Even if the investment adviser is considered a secondary actor, posited the SEC, it would not be immune from liability here since even after the Court’s Stoneridge ruling the implied right of action under Rule 10b-5 continues to cover secondary actors who commit primary violations. The allegations adequately state a claim of primary liability based on the adviser’s own misrepresentations, and not a secondary-liability claim that the adviser merely aided a fraud spearheaded by the funds.
The adviser is alleged to have performed the insider functions that corporate officers would ordinarily perform, noted the SEC, and not the advisory role typically associated with outside service providers. If the adviser created statements for the prospectuses that misled investors about how the funds combated market timing, said the SEC, it can be held liable for its own statements to the market. Courts have recognized in the context of conduits and publicly unidentified corporate employees that such cases involve primary liability, not aiding-and-abetting liability, because the defendant is being held liable for its own conduct and not for merely assisting someone else.

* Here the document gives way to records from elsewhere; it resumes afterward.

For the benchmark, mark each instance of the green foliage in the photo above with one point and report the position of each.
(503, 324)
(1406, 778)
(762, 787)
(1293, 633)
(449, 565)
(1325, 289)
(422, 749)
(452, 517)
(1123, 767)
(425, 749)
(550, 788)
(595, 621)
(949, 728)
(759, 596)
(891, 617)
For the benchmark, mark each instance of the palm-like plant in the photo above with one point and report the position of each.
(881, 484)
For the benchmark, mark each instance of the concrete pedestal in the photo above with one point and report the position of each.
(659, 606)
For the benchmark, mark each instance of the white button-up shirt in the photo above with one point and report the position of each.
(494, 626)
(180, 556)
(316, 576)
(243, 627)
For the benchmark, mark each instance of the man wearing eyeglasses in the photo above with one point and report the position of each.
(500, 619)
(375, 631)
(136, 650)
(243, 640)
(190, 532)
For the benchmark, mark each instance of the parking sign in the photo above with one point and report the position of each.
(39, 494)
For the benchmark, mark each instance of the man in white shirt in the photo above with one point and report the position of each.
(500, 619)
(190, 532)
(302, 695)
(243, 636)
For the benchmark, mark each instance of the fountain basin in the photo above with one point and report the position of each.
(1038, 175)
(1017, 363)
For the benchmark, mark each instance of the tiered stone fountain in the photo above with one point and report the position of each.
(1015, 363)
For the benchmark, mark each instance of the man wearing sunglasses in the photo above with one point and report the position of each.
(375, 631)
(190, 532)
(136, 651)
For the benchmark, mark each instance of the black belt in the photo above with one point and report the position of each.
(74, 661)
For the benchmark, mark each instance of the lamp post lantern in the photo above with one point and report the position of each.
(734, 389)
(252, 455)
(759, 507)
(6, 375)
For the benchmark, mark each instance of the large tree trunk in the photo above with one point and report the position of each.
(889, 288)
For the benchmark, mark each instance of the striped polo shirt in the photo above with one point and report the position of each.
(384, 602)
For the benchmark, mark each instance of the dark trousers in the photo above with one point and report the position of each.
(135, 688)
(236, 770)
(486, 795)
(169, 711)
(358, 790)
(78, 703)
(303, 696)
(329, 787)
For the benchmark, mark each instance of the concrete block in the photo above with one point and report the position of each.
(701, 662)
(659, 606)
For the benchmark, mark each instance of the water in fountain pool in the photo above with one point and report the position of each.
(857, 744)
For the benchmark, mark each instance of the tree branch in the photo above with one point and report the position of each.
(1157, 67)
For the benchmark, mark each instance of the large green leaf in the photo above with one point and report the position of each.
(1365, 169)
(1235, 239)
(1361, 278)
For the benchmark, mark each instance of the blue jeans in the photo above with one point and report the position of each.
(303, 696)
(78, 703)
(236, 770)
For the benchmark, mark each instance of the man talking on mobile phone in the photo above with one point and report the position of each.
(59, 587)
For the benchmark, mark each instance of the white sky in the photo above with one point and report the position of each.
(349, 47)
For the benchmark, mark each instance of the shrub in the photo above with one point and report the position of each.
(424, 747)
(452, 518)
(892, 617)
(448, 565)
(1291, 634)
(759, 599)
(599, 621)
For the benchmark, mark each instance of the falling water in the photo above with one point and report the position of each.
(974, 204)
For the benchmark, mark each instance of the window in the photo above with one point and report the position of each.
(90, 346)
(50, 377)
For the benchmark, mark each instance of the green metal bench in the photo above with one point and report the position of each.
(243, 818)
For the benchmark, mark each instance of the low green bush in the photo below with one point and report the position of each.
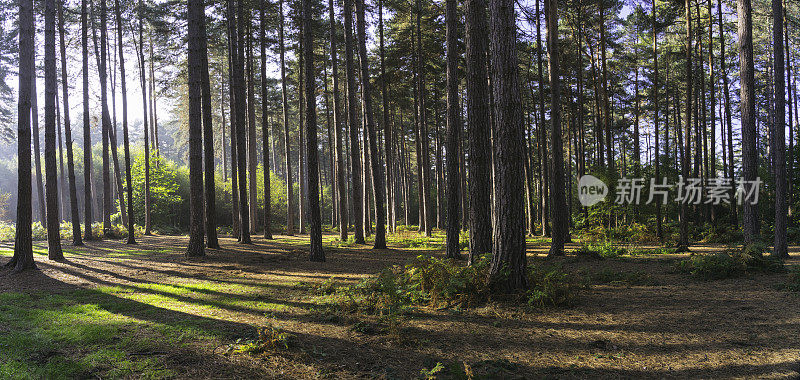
(733, 262)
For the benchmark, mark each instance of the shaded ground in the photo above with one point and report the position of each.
(113, 310)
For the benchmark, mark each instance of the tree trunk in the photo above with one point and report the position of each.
(23, 242)
(241, 128)
(315, 225)
(558, 205)
(508, 268)
(125, 137)
(337, 129)
(683, 243)
(781, 210)
(105, 118)
(352, 124)
(265, 122)
(252, 155)
(370, 136)
(145, 131)
(87, 136)
(207, 136)
(195, 15)
(453, 135)
(51, 170)
(748, 119)
(73, 196)
(289, 185)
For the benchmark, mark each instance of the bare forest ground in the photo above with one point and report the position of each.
(112, 310)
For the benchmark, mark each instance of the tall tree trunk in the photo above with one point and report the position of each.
(234, 135)
(145, 130)
(337, 129)
(728, 113)
(125, 137)
(195, 15)
(87, 136)
(748, 119)
(23, 241)
(352, 124)
(683, 242)
(480, 225)
(781, 209)
(210, 225)
(105, 118)
(315, 222)
(508, 267)
(426, 167)
(265, 122)
(289, 185)
(656, 96)
(557, 192)
(51, 171)
(453, 135)
(241, 128)
(73, 196)
(387, 132)
(544, 161)
(370, 134)
(252, 155)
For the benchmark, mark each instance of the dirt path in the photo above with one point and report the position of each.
(667, 325)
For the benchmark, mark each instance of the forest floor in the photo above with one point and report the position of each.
(145, 311)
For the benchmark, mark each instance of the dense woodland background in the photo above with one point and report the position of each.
(610, 88)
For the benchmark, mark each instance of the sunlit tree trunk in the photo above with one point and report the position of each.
(23, 241)
(195, 14)
(509, 263)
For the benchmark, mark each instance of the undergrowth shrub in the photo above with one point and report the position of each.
(732, 262)
(600, 250)
(445, 283)
(792, 283)
(270, 338)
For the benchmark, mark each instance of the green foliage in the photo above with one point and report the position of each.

With regard to satisfying the reliance element of Rule 10b-5, the SEC said that reliance can be established through the fraud on the market presumption without showing that the relevant false statements were attributed to the defendant at the time they were made. But even if proof of attribution were necessary to establish reliance, continued the Commission, the allegations would be sufficient since the market would reasonably attribute statements about market timing in the funds’ prospectuses to the adviser in light of its role as the funds’ day-to-day manager.